Chinese activist Guan Guilin, who is seeking political asylum in France, in undated photo.
Guan Guilin
An activist targeted by the Chinese authorities for taking part in a campaign for sweeping political reform has been denied entry to France after arriving in Paris in the hope of claiming political asylum, RFA has learned.
Guan Guilin landed in Paris last Thursday, before making himself known to immigration guards as an asylum-seeker, but his application was subsequently refused.
Guan was denied permission to clear immigration, and is currently being held in an immigration detention center at Charles De Gaulle airport pending his appeal to an immigration court.
“The border police have detained me at a refugee camp within the airport,” Guan told RFA on Tuesday. “They haven’t interviewed me, but they asked me to sign a number of documents.”
“I’m not very optimistic, but I think that the French authorities should grant me political asylum, because my refugee status has been approved by the United Nations High Commission for Refugees (UNHCR),” he said.
“France is a country that recognizes refugees, so they aren’t likely to repatriate me, or they shouldn’t,” Guan added.
Guan, who hails from the central province of Hunan, fled China in February, arriving in Thailand, where he was given papers by UNHCR identifying him as a refugee on the grounds that he will be persecuted if he returns to his own country.
He later traveled to Malaysia and on to Morocco.
Guan was among dozens of activists across China in recent years to risk the wrath of the ruling Chinese Communist Party by exercising their legal right to stand as independent candidates in elections to local-level branches of the National People’s Congress (NPC), in spite of official warnings that there is “no such thing” as an independent candidate.
Activists tried to use a clause in the election rules which allows anyone with the endorsement of at least 10 constituents to seek nomination.
A land of no genuine elections
But apart from a token group of ersatz “democratic parties” that never oppose or criticize the ruling party, opposition political parties are banned in China, and those who set up in opposition to the ruling party are frequently handed lengthy jail terms or targeted for house arrest, surveillance, or other forms of harassment.
“In the second half of 2017, I started to offer my support to someone in Hunan’s Qidong county over a miscarriage of justice, and in doing so, I angered the county party secretary,” Guan told RFA.
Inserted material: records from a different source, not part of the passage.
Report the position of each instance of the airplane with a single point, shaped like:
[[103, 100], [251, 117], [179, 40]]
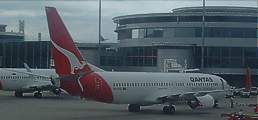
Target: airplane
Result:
[[137, 89], [28, 80], [31, 80]]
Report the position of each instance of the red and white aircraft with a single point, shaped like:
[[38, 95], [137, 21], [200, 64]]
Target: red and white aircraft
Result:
[[134, 88]]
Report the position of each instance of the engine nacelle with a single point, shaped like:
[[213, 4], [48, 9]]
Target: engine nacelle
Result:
[[203, 102]]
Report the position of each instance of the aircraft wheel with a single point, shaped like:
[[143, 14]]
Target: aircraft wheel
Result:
[[18, 94], [38, 95], [216, 104], [169, 109], [134, 108]]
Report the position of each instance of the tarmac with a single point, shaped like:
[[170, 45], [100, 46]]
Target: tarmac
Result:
[[52, 107]]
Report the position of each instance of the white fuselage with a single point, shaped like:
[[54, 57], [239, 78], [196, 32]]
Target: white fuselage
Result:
[[12, 80], [143, 87]]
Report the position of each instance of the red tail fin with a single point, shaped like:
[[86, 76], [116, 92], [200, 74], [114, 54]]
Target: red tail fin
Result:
[[67, 58]]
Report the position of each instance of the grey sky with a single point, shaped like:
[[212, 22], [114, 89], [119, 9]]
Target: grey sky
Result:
[[81, 17]]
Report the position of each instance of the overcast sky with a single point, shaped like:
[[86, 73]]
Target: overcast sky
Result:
[[81, 16]]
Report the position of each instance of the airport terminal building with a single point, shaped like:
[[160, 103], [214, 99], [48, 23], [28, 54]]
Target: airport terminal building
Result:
[[164, 42], [153, 42]]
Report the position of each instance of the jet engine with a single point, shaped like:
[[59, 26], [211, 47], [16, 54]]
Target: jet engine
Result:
[[202, 102]]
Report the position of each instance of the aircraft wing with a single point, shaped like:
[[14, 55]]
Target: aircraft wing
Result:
[[164, 96], [29, 73], [39, 86]]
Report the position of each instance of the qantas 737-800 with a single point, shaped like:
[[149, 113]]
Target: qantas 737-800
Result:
[[134, 88]]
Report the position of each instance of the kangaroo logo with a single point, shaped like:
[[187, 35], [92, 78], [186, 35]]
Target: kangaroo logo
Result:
[[75, 64]]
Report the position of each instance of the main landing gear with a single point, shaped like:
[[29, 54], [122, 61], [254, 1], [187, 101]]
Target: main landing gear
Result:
[[134, 108], [18, 94], [38, 94], [169, 109]]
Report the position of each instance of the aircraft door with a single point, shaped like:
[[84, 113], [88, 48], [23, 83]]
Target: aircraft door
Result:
[[98, 85]]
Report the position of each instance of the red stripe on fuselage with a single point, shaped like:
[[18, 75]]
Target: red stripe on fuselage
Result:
[[95, 87]]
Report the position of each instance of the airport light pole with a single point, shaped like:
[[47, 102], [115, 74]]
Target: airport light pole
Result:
[[99, 47], [203, 35]]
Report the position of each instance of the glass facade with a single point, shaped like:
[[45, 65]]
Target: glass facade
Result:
[[227, 57], [210, 32], [35, 54], [244, 19], [135, 56]]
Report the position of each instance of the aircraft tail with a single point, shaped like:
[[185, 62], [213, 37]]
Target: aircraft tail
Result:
[[67, 58], [69, 63]]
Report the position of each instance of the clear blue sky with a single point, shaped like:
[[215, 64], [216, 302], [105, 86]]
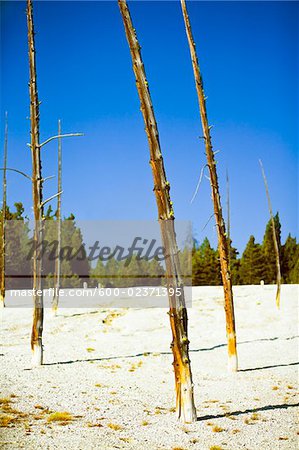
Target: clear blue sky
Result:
[[249, 59]]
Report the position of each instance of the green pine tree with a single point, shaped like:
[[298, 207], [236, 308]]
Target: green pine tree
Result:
[[289, 259], [252, 263], [269, 252]]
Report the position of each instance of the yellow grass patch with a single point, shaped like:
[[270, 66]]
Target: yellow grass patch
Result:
[[217, 429], [60, 417], [6, 420], [115, 426]]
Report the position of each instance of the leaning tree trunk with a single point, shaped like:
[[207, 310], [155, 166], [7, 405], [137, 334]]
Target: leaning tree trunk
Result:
[[58, 218], [275, 242], [222, 239], [37, 189], [185, 407], [3, 240], [228, 219]]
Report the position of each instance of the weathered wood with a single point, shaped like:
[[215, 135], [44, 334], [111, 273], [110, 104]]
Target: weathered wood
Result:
[[185, 407], [222, 238], [275, 241], [37, 193], [58, 219], [3, 239]]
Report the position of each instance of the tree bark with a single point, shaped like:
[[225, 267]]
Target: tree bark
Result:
[[222, 238], [275, 242], [37, 192], [3, 224], [58, 218], [185, 407]]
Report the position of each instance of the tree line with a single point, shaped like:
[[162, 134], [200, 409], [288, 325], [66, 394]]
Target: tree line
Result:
[[257, 262]]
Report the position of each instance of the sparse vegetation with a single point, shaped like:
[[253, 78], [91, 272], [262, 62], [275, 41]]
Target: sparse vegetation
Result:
[[63, 417], [115, 426], [217, 429]]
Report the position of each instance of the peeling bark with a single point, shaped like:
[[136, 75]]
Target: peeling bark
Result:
[[221, 232], [58, 218], [275, 242], [185, 407], [3, 238], [37, 193]]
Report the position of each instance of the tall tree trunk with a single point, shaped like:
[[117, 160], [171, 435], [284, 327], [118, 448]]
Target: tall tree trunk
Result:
[[222, 238], [37, 189], [228, 219], [3, 240], [58, 218], [275, 241], [185, 407]]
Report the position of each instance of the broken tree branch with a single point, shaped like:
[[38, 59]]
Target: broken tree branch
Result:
[[17, 171], [59, 137], [50, 198]]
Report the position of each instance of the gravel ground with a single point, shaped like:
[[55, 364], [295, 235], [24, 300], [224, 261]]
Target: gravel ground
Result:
[[111, 371]]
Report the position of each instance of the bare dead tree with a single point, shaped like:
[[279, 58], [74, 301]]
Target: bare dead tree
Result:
[[37, 191], [58, 218], [228, 218], [3, 240], [275, 241], [221, 232], [185, 407]]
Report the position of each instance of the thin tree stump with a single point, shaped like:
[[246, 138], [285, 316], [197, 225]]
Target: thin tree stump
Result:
[[37, 193], [221, 232], [3, 239], [275, 241]]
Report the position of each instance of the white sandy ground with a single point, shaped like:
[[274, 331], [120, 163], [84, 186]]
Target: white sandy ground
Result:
[[120, 373]]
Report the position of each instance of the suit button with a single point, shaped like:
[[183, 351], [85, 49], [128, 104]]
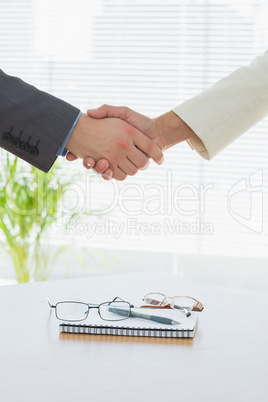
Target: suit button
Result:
[[15, 142], [24, 147], [6, 137], [33, 151]]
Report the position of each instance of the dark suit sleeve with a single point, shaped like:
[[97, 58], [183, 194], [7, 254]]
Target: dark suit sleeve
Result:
[[33, 124]]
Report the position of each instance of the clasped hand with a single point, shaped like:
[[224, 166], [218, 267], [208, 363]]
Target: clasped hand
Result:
[[117, 142]]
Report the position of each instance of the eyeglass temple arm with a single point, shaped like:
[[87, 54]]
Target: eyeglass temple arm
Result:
[[119, 298], [50, 304]]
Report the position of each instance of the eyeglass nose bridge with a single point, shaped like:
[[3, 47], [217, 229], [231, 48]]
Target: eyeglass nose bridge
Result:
[[168, 300]]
“Then, last February, the Chinese government started a persecution campaign targeting people for ‘jeopardizing grassroots elections’ and requiring them to turn themselves in by March 1. Anyone who didn’t surrender would face serious consequences,” he said.
“Jeopardizing grassroots elections” is a common charge used to target would-be candidates, who often command considerable popular support because of their willingness to campaign over land rights and other issues affecting local people.
Guan was able to flee the country with the help of rights groups, including the Canada-based Federation for a Democratic China, he said.
The group’s vice chairman Zhang Jian said Guan had likely run into difficulties owing to a failure to prepare enough evidence to support his case.
“He needs to be able to prove all of the persecution he suffered back home in China, and that means he needs to have documentation,” Zhang said. “He hadn’t prepared anything of the kind.”
“I will do everything I can [to support him], but this wasn’t up to me,” he said. “He contacted us very suddenly without any previous preparation or previous contact with our staff.”
Guan was sentenced to three months’ imprisonment after campaigning in 2011 elections for his local district-level People’s Congress.
Undeterred, he once more campaigned to be allowed to run as an independent candidate in 2015, but was held under criminal detention shortly before the election date, and was prevented from taking part.